Graph-Enhanced BERT for Automatic Error Detection
Co-Supervised by: Corina Masanti
If you are interested in this topic or have further questions, do not hesitate to contact corina.masanti@unibe.ch.
Background / Context
Transformer models perform well on sentence classification tasks but struggle with subtle grammatical error detection (such as real-word errors). Prior work treats samples independently. In contrast, graph neural networks can exploit sample-to-sample relationships.
Research Question(s) / Goals
Does adding a graph-based neighborhood propagation layer on top of BERT embeddings improve sentence-level grammatical error detection?
Approach / Methods
- Use mBERT for embedding extraction of an input sentence
- Build a graph (e.g., edge to k closest samples in terms of embedding and/or corrections, tune k)
- Apply a shallow GNN (e.g., GCN or GIN) for node classification with limited message passing rounds
- End-to-end training: update BERT and GNN weights jointly
- Evaluation: binary classification (error vs. clean sentence)
- Metrics: F1, precision, recall
- Compare pipeline: BERT-only vs.
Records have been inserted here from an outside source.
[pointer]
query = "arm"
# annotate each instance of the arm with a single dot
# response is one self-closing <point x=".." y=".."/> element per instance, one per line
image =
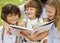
<point x="46" y="20"/>
<point x="35" y="37"/>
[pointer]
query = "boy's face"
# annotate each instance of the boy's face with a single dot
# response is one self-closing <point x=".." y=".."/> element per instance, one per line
<point x="30" y="12"/>
<point x="50" y="11"/>
<point x="12" y="18"/>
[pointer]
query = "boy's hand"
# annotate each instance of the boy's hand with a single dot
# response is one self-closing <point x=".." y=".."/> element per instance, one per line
<point x="7" y="27"/>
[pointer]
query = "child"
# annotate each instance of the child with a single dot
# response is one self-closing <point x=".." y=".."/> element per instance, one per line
<point x="53" y="13"/>
<point x="33" y="10"/>
<point x="10" y="14"/>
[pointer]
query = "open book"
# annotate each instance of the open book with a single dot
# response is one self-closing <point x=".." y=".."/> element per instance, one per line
<point x="41" y="27"/>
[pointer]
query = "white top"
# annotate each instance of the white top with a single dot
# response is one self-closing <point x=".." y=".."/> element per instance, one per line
<point x="1" y="34"/>
<point x="53" y="36"/>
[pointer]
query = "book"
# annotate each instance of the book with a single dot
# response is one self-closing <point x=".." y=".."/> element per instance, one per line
<point x="40" y="27"/>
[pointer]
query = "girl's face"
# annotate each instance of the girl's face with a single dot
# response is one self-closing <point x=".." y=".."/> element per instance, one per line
<point x="50" y="11"/>
<point x="31" y="12"/>
<point x="12" y="18"/>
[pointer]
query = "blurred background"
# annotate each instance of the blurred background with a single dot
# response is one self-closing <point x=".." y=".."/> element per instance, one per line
<point x="3" y="2"/>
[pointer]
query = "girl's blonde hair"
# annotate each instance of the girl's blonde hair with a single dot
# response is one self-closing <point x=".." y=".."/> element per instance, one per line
<point x="35" y="4"/>
<point x="55" y="4"/>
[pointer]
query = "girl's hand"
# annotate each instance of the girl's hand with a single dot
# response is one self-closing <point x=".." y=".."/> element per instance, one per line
<point x="7" y="27"/>
<point x="21" y="23"/>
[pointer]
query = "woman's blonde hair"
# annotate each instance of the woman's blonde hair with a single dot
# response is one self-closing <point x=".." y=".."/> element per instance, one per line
<point x="55" y="4"/>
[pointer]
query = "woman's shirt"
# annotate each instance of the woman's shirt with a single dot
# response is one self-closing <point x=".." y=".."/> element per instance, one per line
<point x="53" y="35"/>
<point x="1" y="28"/>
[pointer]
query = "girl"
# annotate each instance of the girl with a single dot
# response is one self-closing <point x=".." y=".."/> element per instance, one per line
<point x="33" y="11"/>
<point x="10" y="14"/>
<point x="53" y="13"/>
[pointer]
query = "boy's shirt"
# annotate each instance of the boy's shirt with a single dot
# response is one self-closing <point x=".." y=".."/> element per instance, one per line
<point x="9" y="38"/>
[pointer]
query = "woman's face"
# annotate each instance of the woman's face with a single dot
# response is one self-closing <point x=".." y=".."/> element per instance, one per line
<point x="31" y="12"/>
<point x="12" y="18"/>
<point x="50" y="11"/>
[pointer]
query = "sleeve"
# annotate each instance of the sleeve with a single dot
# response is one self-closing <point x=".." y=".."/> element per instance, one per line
<point x="43" y="13"/>
<point x="22" y="11"/>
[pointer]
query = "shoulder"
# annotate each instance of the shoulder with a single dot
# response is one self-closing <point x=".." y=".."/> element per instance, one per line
<point x="1" y="27"/>
<point x="40" y="20"/>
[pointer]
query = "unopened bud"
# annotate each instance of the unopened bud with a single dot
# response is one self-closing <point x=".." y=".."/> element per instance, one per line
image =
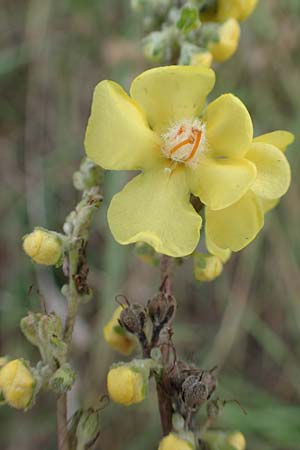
<point x="237" y="440"/>
<point x="147" y="254"/>
<point x="219" y="440"/>
<point x="207" y="267"/>
<point x="229" y="36"/>
<point x="17" y="384"/>
<point x="63" y="379"/>
<point x="88" y="175"/>
<point x="116" y="336"/>
<point x="161" y="309"/>
<point x="133" y="318"/>
<point x="3" y="360"/>
<point x="128" y="383"/>
<point x="29" y="327"/>
<point x="44" y="247"/>
<point x="175" y="442"/>
<point x="157" y="46"/>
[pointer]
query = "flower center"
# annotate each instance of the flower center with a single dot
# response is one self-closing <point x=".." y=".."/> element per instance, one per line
<point x="184" y="141"/>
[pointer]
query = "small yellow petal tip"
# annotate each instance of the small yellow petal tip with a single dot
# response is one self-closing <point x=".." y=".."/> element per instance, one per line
<point x="229" y="37"/>
<point x="43" y="246"/>
<point x="237" y="440"/>
<point x="17" y="384"/>
<point x="117" y="337"/>
<point x="174" y="442"/>
<point x="207" y="267"/>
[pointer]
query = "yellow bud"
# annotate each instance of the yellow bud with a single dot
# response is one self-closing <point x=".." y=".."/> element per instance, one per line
<point x="16" y="383"/>
<point x="3" y="361"/>
<point x="202" y="59"/>
<point x="173" y="442"/>
<point x="237" y="9"/>
<point x="207" y="267"/>
<point x="237" y="440"/>
<point x="116" y="336"/>
<point x="43" y="247"/>
<point x="126" y="385"/>
<point x="229" y="36"/>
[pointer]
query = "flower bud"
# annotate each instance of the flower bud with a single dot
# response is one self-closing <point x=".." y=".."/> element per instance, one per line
<point x="17" y="384"/>
<point x="63" y="379"/>
<point x="207" y="267"/>
<point x="88" y="175"/>
<point x="238" y="9"/>
<point x="219" y="440"/>
<point x="174" y="442"/>
<point x="229" y="36"/>
<point x="237" y="440"/>
<point x="29" y="327"/>
<point x="3" y="360"/>
<point x="203" y="58"/>
<point x="147" y="254"/>
<point x="128" y="383"/>
<point x="133" y="318"/>
<point x="43" y="246"/>
<point x="88" y="429"/>
<point x="191" y="54"/>
<point x="157" y="46"/>
<point x="116" y="336"/>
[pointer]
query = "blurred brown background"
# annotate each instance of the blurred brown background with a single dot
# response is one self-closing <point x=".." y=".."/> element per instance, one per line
<point x="52" y="54"/>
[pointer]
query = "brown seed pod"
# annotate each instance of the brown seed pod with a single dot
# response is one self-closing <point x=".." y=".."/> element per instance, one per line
<point x="133" y="318"/>
<point x="161" y="309"/>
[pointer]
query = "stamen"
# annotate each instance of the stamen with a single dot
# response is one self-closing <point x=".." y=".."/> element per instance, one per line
<point x="196" y="145"/>
<point x="182" y="144"/>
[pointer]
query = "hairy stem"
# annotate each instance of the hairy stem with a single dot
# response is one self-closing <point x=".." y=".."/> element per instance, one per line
<point x="62" y="425"/>
<point x="164" y="401"/>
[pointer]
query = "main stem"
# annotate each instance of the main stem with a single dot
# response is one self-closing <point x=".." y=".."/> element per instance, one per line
<point x="62" y="424"/>
<point x="61" y="408"/>
<point x="164" y="401"/>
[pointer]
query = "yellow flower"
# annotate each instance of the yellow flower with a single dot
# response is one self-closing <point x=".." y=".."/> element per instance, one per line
<point x="163" y="131"/>
<point x="229" y="36"/>
<point x="226" y="9"/>
<point x="16" y="383"/>
<point x="237" y="440"/>
<point x="116" y="336"/>
<point x="236" y="226"/>
<point x="174" y="442"/>
<point x="202" y="58"/>
<point x="43" y="246"/>
<point x="207" y="267"/>
<point x="126" y="385"/>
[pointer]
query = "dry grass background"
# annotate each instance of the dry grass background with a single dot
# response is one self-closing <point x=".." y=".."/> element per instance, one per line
<point x="52" y="54"/>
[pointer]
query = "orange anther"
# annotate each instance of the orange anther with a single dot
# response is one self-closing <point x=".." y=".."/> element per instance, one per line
<point x="181" y="144"/>
<point x="195" y="146"/>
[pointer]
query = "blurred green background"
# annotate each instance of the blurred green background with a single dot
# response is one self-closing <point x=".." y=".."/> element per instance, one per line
<point x="53" y="52"/>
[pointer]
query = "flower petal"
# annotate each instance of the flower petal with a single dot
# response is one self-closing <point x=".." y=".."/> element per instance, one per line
<point x="118" y="136"/>
<point x="221" y="182"/>
<point x="223" y="254"/>
<point x="229" y="128"/>
<point x="280" y="139"/>
<point x="169" y="94"/>
<point x="273" y="170"/>
<point x="268" y="205"/>
<point x="235" y="227"/>
<point x="154" y="208"/>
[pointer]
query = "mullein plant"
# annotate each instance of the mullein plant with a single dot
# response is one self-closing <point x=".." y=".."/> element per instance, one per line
<point x="202" y="176"/>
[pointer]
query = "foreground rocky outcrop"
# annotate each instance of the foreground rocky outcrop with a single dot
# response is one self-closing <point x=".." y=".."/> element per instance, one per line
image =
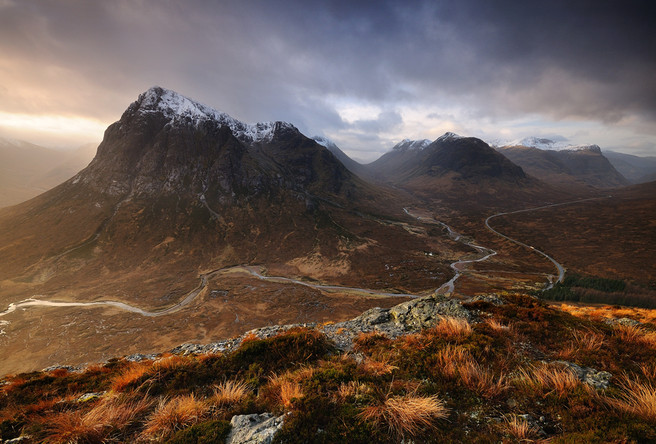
<point x="503" y="367"/>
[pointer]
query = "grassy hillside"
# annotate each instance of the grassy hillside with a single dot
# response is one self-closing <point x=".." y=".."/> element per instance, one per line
<point x="511" y="368"/>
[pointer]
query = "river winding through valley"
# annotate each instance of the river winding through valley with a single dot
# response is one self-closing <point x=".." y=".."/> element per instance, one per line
<point x="447" y="287"/>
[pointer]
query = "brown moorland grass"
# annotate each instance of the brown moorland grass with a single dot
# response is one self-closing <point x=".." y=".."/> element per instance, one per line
<point x="498" y="326"/>
<point x="520" y="429"/>
<point x="636" y="398"/>
<point x="547" y="379"/>
<point x="286" y="389"/>
<point x="352" y="389"/>
<point x="378" y="367"/>
<point x="406" y="415"/>
<point x="174" y="414"/>
<point x="111" y="414"/>
<point x="644" y="315"/>
<point x="635" y="334"/>
<point x="230" y="392"/>
<point x="455" y="362"/>
<point x="128" y="376"/>
<point x="453" y="327"/>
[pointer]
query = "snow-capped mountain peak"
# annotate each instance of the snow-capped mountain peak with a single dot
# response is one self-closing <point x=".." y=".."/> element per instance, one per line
<point x="325" y="142"/>
<point x="413" y="145"/>
<point x="177" y="107"/>
<point x="449" y="136"/>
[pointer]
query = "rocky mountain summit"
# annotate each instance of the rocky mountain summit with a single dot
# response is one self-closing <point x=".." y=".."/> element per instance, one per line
<point x="583" y="165"/>
<point x="467" y="158"/>
<point x="167" y="144"/>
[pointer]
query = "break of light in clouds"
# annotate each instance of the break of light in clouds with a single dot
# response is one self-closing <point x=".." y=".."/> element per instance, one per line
<point x="366" y="74"/>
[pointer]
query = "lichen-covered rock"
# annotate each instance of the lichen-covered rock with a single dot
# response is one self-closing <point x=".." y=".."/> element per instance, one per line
<point x="89" y="396"/>
<point x="254" y="429"/>
<point x="138" y="357"/>
<point x="374" y="316"/>
<point x="489" y="298"/>
<point x="628" y="322"/>
<point x="427" y="311"/>
<point x="595" y="378"/>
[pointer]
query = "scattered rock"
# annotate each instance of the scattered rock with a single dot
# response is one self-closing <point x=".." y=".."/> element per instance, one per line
<point x="489" y="298"/>
<point x="590" y="376"/>
<point x="374" y="316"/>
<point x="89" y="396"/>
<point x="138" y="357"/>
<point x="22" y="439"/>
<point x="254" y="429"/>
<point x="627" y="322"/>
<point x="70" y="368"/>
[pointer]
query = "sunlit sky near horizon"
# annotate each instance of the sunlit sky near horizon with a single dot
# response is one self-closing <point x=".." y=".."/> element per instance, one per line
<point x="365" y="74"/>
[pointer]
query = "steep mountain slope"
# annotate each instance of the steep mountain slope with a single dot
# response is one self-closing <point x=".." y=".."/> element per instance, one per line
<point x="637" y="169"/>
<point x="464" y="172"/>
<point x="465" y="157"/>
<point x="350" y="164"/>
<point x="583" y="166"/>
<point x="183" y="214"/>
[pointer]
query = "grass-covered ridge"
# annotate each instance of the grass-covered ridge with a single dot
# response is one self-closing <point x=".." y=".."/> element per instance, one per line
<point x="506" y="374"/>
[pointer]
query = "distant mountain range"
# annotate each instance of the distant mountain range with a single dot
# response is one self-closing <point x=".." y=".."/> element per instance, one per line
<point x="27" y="170"/>
<point x="179" y="192"/>
<point x="581" y="166"/>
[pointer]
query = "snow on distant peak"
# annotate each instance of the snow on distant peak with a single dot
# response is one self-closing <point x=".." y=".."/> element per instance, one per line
<point x="449" y="136"/>
<point x="588" y="148"/>
<point x="177" y="107"/>
<point x="413" y="145"/>
<point x="325" y="142"/>
<point x="542" y="143"/>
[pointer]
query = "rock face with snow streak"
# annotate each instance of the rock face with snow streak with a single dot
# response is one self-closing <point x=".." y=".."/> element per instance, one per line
<point x="583" y="166"/>
<point x="468" y="158"/>
<point x="167" y="144"/>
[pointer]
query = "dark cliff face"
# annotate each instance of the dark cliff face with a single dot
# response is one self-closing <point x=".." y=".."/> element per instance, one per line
<point x="468" y="158"/>
<point x="584" y="166"/>
<point x="166" y="144"/>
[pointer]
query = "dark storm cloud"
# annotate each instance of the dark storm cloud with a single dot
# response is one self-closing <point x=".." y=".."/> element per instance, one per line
<point x="293" y="60"/>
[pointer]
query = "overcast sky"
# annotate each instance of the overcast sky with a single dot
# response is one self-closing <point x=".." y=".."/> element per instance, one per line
<point x="365" y="74"/>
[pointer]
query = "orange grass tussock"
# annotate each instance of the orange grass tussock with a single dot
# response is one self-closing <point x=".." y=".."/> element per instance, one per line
<point x="230" y="392"/>
<point x="497" y="326"/>
<point x="457" y="363"/>
<point x="128" y="376"/>
<point x="109" y="415"/>
<point x="453" y="327"/>
<point x="636" y="398"/>
<point x="286" y="388"/>
<point x="174" y="414"/>
<point x="406" y="415"/>
<point x="610" y="312"/>
<point x="636" y="335"/>
<point x="378" y="368"/>
<point x="548" y="379"/>
<point x="352" y="389"/>
<point x="520" y="428"/>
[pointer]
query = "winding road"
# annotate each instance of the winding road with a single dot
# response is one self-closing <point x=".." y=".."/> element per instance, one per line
<point x="559" y="267"/>
<point x="447" y="287"/>
<point x="204" y="279"/>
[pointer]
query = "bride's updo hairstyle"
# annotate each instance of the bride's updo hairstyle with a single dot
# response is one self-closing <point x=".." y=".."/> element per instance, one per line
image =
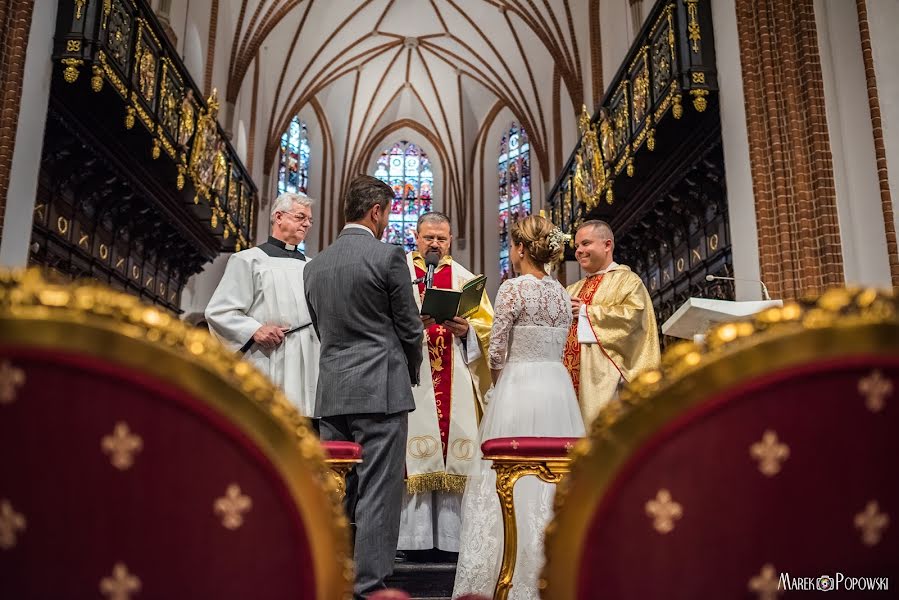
<point x="544" y="242"/>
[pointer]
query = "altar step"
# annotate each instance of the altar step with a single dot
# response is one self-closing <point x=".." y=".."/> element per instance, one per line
<point x="425" y="574"/>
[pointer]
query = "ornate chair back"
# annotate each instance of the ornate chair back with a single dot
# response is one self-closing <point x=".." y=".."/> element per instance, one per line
<point x="758" y="464"/>
<point x="139" y="458"/>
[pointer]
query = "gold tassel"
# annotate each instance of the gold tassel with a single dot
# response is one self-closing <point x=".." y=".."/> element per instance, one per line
<point x="436" y="482"/>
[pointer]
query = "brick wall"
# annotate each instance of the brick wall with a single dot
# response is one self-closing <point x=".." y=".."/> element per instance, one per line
<point x="15" y="23"/>
<point x="790" y="157"/>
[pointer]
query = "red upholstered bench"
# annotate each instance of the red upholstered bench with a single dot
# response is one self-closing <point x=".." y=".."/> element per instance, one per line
<point x="340" y="458"/>
<point x="513" y="458"/>
<point x="139" y="458"/>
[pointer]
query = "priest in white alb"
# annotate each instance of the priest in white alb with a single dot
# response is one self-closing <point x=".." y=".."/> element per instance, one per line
<point x="259" y="307"/>
<point x="442" y="443"/>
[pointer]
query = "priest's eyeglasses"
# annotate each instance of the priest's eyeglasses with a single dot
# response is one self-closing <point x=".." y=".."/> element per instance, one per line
<point x="299" y="218"/>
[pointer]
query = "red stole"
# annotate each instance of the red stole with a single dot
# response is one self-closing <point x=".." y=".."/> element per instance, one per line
<point x="440" y="353"/>
<point x="572" y="355"/>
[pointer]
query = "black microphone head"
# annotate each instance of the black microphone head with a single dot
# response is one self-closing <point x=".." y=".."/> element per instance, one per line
<point x="432" y="258"/>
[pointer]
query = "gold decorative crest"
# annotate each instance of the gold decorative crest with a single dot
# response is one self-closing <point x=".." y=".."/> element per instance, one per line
<point x="121" y="445"/>
<point x="11" y="523"/>
<point x="11" y="379"/>
<point x="769" y="453"/>
<point x="875" y="388"/>
<point x="232" y="506"/>
<point x="121" y="585"/>
<point x="871" y="522"/>
<point x="664" y="511"/>
<point x="766" y="585"/>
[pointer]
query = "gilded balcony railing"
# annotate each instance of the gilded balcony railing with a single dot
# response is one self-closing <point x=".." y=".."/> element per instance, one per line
<point x="670" y="64"/>
<point x="121" y="43"/>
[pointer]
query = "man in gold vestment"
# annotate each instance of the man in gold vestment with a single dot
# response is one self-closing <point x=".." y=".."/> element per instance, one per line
<point x="613" y="336"/>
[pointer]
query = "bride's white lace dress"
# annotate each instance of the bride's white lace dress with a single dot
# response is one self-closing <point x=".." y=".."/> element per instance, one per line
<point x="533" y="397"/>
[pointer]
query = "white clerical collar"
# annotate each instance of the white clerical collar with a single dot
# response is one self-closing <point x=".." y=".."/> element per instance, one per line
<point x="611" y="267"/>
<point x="358" y="226"/>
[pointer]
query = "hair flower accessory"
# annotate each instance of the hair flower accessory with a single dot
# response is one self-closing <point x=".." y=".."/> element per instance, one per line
<point x="557" y="239"/>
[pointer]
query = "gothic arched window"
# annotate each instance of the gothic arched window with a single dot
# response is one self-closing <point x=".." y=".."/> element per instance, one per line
<point x="406" y="168"/>
<point x="514" y="168"/>
<point x="293" y="173"/>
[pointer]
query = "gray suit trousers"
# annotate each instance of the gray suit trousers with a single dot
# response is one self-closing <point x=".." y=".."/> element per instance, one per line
<point x="374" y="490"/>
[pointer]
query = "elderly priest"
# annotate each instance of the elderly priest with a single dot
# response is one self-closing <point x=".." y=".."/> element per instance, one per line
<point x="259" y="306"/>
<point x="443" y="430"/>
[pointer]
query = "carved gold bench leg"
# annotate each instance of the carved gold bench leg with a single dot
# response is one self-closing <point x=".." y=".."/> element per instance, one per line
<point x="508" y="471"/>
<point x="339" y="470"/>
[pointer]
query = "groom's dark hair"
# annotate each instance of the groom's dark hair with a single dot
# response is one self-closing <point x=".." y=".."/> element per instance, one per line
<point x="365" y="191"/>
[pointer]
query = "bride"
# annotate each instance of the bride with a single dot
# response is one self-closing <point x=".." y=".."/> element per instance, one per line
<point x="532" y="396"/>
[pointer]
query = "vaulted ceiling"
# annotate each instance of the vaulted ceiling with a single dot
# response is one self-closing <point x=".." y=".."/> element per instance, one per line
<point x="441" y="68"/>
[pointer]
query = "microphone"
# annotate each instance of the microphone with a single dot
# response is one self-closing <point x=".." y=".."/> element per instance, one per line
<point x="432" y="259"/>
<point x="765" y="293"/>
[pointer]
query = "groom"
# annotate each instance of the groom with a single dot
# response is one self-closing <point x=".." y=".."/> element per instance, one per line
<point x="364" y="312"/>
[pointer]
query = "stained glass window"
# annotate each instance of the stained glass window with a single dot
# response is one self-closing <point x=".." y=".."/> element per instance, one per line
<point x="406" y="168"/>
<point x="514" y="167"/>
<point x="293" y="174"/>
BERT+GNN
Expected Contributions / Outcomes
- Method to construct sentence-embedding graphs for grammatical error detection
- Hybrid BERT-GNN model for classification tasks
- Comparison between mBERT baseline and BERT-GNN
- Reproducible pipeline and code
Required Skills / Prerequisites
- Strong programming skills
- Solid understanding of transformer-based language models or willingness to study them in depth
- Interest in graph neural networks and willingness to learn graph-based methods
Possible Extensions
- Different neighborhood methods (e.g., prototype-based)
- Adaptive edge weighting
Further Reading / Starting Literature
- Devlin et al., “BERT: Pre-training of Deep Bidirectional Transformers for Language Understanding”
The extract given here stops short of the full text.